Thursday, September 7, 2017

Luigi batch scheduling framework

About Luigi

Luigi is a python package that help you create complex data pipelines for batch jobs. Luigi is batch workflow system that support command line,  hive, pig, map reduce,spark,scala,python and many more types of jobs that can be integrated to build  pipelines.
Luigi workflow is controlled by command line and status of workflow can be monitored by web interface.

Some of the useful features includes:
  • Dependency Management (Dependency as be defined easily)
  • Workflow management (Re-run failed job, handle exception etc)
  • Visualization (Provide web interface to inspect the workflow running)
  • Command line integration (trigger the workflow from command line and specify parameter)

Installing

Install Python
If python not installed then execute below commands or skip it.

$sudo apt-get install python-setuptools python-dev build-essential
$sudo easy_install pip

Install luigi

$sudo pip install luigi
$sudo pip install tornado

Defining workflows in Luigi


Luigi define pipeline using Task and Target.

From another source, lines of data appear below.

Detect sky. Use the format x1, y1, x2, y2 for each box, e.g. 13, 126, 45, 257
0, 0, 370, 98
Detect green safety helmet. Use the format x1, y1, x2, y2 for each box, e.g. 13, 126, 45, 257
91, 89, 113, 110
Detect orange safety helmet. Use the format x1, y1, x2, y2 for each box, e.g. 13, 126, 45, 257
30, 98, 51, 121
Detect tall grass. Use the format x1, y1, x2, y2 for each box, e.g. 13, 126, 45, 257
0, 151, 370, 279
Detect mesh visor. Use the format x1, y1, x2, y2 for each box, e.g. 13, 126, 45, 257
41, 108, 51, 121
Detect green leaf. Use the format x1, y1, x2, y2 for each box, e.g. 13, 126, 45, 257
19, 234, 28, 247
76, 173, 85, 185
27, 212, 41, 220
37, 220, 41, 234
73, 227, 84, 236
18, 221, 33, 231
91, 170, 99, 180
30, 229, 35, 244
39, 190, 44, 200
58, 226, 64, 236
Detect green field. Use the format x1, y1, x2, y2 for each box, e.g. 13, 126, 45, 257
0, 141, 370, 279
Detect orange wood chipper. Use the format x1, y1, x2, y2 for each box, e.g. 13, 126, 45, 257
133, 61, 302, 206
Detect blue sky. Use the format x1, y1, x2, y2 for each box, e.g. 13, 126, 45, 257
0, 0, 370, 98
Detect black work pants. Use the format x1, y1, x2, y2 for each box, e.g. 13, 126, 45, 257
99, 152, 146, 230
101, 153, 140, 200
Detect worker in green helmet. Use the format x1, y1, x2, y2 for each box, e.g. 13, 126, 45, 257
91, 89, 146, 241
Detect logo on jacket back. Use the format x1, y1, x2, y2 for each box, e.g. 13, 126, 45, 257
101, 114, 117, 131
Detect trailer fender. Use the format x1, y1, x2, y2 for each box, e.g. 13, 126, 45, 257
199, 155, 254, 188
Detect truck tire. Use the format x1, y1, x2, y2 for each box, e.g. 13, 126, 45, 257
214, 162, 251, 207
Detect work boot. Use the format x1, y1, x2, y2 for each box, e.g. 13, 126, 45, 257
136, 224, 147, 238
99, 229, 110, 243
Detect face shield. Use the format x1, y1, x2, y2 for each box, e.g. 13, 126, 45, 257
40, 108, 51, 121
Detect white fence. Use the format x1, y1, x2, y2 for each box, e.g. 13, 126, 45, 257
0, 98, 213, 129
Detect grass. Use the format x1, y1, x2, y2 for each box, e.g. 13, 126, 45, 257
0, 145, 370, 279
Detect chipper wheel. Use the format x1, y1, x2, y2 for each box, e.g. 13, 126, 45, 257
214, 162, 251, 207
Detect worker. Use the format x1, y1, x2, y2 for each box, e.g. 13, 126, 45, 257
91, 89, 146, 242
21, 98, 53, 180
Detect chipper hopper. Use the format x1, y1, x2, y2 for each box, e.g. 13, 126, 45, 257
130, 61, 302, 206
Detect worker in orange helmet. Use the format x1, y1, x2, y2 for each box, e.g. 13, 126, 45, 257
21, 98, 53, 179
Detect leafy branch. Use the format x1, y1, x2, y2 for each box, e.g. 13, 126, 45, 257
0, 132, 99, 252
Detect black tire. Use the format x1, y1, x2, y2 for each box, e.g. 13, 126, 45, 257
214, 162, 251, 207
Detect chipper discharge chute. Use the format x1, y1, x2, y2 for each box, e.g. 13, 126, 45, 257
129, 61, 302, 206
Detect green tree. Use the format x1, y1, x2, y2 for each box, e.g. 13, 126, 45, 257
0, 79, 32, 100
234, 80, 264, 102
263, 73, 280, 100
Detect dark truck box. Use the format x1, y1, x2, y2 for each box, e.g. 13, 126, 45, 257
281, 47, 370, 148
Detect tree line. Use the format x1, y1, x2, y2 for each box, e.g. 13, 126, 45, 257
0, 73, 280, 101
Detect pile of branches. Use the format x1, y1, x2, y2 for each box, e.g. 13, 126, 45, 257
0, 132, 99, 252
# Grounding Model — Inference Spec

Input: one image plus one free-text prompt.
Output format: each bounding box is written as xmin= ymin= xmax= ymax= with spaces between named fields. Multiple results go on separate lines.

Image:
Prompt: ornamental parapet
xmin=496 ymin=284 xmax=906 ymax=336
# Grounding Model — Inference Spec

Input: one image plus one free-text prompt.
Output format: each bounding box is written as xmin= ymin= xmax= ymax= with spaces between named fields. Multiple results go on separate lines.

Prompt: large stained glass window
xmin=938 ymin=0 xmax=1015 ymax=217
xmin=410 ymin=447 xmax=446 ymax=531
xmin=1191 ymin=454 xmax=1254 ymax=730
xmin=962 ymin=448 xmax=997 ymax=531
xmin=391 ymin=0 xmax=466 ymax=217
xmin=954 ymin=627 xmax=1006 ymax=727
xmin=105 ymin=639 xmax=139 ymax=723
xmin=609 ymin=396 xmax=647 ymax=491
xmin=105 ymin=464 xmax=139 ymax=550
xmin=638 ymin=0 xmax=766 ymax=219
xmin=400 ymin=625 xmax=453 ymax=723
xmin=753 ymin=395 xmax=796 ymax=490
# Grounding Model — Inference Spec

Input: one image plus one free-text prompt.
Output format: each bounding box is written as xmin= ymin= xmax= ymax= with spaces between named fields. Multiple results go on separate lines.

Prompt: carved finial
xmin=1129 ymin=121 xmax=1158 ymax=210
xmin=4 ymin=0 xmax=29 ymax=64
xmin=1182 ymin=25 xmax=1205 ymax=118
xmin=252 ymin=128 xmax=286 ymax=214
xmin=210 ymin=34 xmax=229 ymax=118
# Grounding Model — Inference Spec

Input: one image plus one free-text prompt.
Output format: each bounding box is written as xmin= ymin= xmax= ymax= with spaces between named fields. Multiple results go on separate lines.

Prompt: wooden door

Target is output of a task which can be a file on local file system(luigi.LocalTarget), hdfs filesystem (luigi.HDFSTarget)or S3 filesystem(luigi.S3Target) or data in database.
Task is the unit of work designed by extending the class luigi.Task. The method in super class (luigi.Task) that need to be implemented by subclass:
  • requires: this will define any dependency on other task or input parameter by the task.
  • output: return one for more target object that task will produce when run. 
  • run: here all the code that task should run is present.
A simple Task in Luigi (to understand the Task and Target in luigi)

import luigi

class NumberCount(luigi.Task):
    n = luigi.IntParameter(default=10)

    def requires(self):
        return None
    def output(self):
        return luigi.LocalTarget('number_count_{}.txt'.format(self.n))
    def run(self):
        with self.output().open('w') as outfile:
          for i in range(1,self.n):
           outfile.write('{}\n'.format(i))

if __name__ == '__main__':
    luigi.run()

Note: Class NumberCount inherit from luigi.Task and we use Target as luigi.LocalTarget( means file in local filesystem).

Save the above file with name 'numberCount.py' and then running the task with below command:
$python numberCount.py NumberCount  --n 20 --local-scheduler
DEBUG: Checking if NumberCount(n=20) is complete
INFO: Informed scheduler that task   NumberCount_20_8514fc2895   has status   PENDING
INFO: Done scheduling tasks
INFO: Running Worker with 1 processes
DEBUG: Asking scheduler for work...
DEBUG: Pending tasks: 1
INFO: [pid 1799] Worker Worker(salt=386886426, workers=1, host=pooja, username=pooja, pid=1799) running   NumberCount(n=20)
INFO: [pid 1799] Worker Worker(salt=386886426, workers=1, host=pooja, username=pooja, pid=1799) done      NumberCount(n=20)
DEBUG: 1 running tasks, waiting for next task to finish
INFO: Informed scheduler that task   NumberCount_20_8514fc2895   has status   DONE
DEBUG: Asking scheduler for work...
DEBUG: Done
DEBUG: There are no more tasks to run at this time
INFO: Worker Worker(salt=386886426, workers=1, host=pooja, username=pooja, pid=1799) was stopped. Shutting down Keep-Alive thread
INFO: 
===== Luigi Execution Summary =====
Scheduled 1 tasks of which:
* 1 ran successfully:
    - 1 NumberCount(n=20)
This progress looks :) because there were no failed tasks or missing external dependencies
===== Luigi Execution Summary =====

Verify if job run successfully
Make sure file name 'number_count_*.txt' will be present in same directory from where above task is run.
$ ls -ltr number_count_20.txt 

-rw-rw-r-- 1 pooja pooja 48 Sep  7 12:34 number_count_20.txt

Dependency Management

In this section, we will determine ways to define dependency among task.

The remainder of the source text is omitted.